Supported sampling modes are described in the following table:
Mode | VkProfilerModeEXT | Description |
---|---|---|
0 | VK_PROFILER_MODE_PER_DRAWCALL_EXT | The profiler will measure GPU time of each command. |
1 | VK_PROFILER_MODE_PER_PIPELINE_EXT | The profiler will measure time of each continuous pipeline usage. Note: the profiler defines a pipeline as a unique tuple of shaders and does not include fixed-function pipeline state settings, like depth test or blending. |
2 | VK_PROFILER_MODE_PER_RENDER_PASS_EXT | The profiler will measure time of each VkRenderPass.
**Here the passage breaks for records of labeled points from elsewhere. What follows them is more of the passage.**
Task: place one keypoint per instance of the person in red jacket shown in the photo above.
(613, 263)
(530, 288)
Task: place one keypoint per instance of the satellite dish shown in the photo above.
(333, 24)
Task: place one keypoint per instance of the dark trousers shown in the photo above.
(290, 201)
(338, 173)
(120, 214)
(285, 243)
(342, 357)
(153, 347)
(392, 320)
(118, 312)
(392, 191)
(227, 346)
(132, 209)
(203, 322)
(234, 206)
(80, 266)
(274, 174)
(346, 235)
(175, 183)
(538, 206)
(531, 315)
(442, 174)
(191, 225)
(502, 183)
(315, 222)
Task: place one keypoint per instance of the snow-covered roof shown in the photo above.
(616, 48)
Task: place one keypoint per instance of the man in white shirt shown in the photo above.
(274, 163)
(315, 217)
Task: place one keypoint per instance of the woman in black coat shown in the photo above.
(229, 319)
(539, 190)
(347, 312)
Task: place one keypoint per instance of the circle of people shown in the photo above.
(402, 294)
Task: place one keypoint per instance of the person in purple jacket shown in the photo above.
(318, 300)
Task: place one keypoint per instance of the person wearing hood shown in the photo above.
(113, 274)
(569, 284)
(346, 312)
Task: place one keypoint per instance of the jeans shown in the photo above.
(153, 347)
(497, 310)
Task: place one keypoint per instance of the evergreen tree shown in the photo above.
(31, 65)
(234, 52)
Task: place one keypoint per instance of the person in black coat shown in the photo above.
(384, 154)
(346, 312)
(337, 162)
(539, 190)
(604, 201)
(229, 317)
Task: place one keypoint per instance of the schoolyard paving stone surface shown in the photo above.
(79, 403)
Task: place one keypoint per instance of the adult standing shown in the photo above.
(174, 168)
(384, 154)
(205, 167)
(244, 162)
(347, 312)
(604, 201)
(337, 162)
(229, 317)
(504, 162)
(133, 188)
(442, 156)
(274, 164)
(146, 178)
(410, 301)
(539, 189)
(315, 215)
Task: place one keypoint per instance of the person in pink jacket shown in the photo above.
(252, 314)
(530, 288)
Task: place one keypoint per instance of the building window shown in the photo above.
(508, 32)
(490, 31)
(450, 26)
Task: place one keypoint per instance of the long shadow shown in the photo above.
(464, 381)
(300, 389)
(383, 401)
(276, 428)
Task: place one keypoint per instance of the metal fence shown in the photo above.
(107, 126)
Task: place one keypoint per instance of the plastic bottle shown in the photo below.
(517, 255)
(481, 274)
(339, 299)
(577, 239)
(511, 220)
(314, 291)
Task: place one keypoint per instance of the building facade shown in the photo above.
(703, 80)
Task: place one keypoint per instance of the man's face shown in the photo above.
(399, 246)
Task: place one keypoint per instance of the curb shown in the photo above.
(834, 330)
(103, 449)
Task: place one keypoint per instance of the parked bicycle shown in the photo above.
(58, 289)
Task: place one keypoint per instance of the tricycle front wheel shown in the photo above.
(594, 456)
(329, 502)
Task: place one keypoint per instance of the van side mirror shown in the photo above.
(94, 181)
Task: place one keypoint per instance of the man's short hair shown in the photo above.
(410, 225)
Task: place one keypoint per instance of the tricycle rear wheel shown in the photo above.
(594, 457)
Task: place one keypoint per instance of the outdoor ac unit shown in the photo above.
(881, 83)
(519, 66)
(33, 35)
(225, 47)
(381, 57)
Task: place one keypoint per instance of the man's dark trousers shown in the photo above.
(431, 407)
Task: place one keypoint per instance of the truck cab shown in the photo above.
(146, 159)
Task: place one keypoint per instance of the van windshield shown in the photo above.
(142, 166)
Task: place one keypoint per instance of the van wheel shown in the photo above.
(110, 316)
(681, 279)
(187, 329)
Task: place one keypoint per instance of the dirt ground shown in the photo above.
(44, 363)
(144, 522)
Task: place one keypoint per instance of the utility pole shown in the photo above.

Consecutive compute dispatches will be measured as a 'compute pass', and consecutive copy operations (copy, clear, blit, resolve, fill and update) will be measured as a 'copy pass'. |
3 | VK_PROFILER_MODE_PER_COMMAND_BUFFER_EXT | The profiler will measure time of each submitted VkCommandBuffer. |
There are also 2 sampling modes which are defined, but not currently supported:
Mode | VkProfilerModeEXT | Description |
---|---|---|
4 | VK_PROFILER_MODE_PER_SUBMIT_BIT | The profiler will measure GPU time of each vkQueueSubmit. |
5 | VK_PROFILER_MODE_PER_FRAME_BIT | The profiler will measure GPU time of each frame, separated by vkQueuePresentKHR. |
Supported synchronization modes are described in the table below:
Mode | VkProfilerSyncModeEXT | Description |
---|---|---|
0 | VK_PROFILER_SYNC_MODE_PRESENT_EXT | Collects the data on vkQueuePresentKHR. Inserts a vkDeviceWaitIdle before the call is forwarded to the ICD. |
1 | VK_PROFILER_SYNC_MODE_SUBMIT_EXT | Collects the data on vkQueueSubmit. Inserts a fence after the submitted commands and waits until it is signaled. |
Synchronization mode can be changed in the runtime using either the vkSetProfilerSyncModeEXT
function or by selecting it in the "Settings" tab of the overlay.
The profiler is released under the MIT license, see LICENSE.md for full text.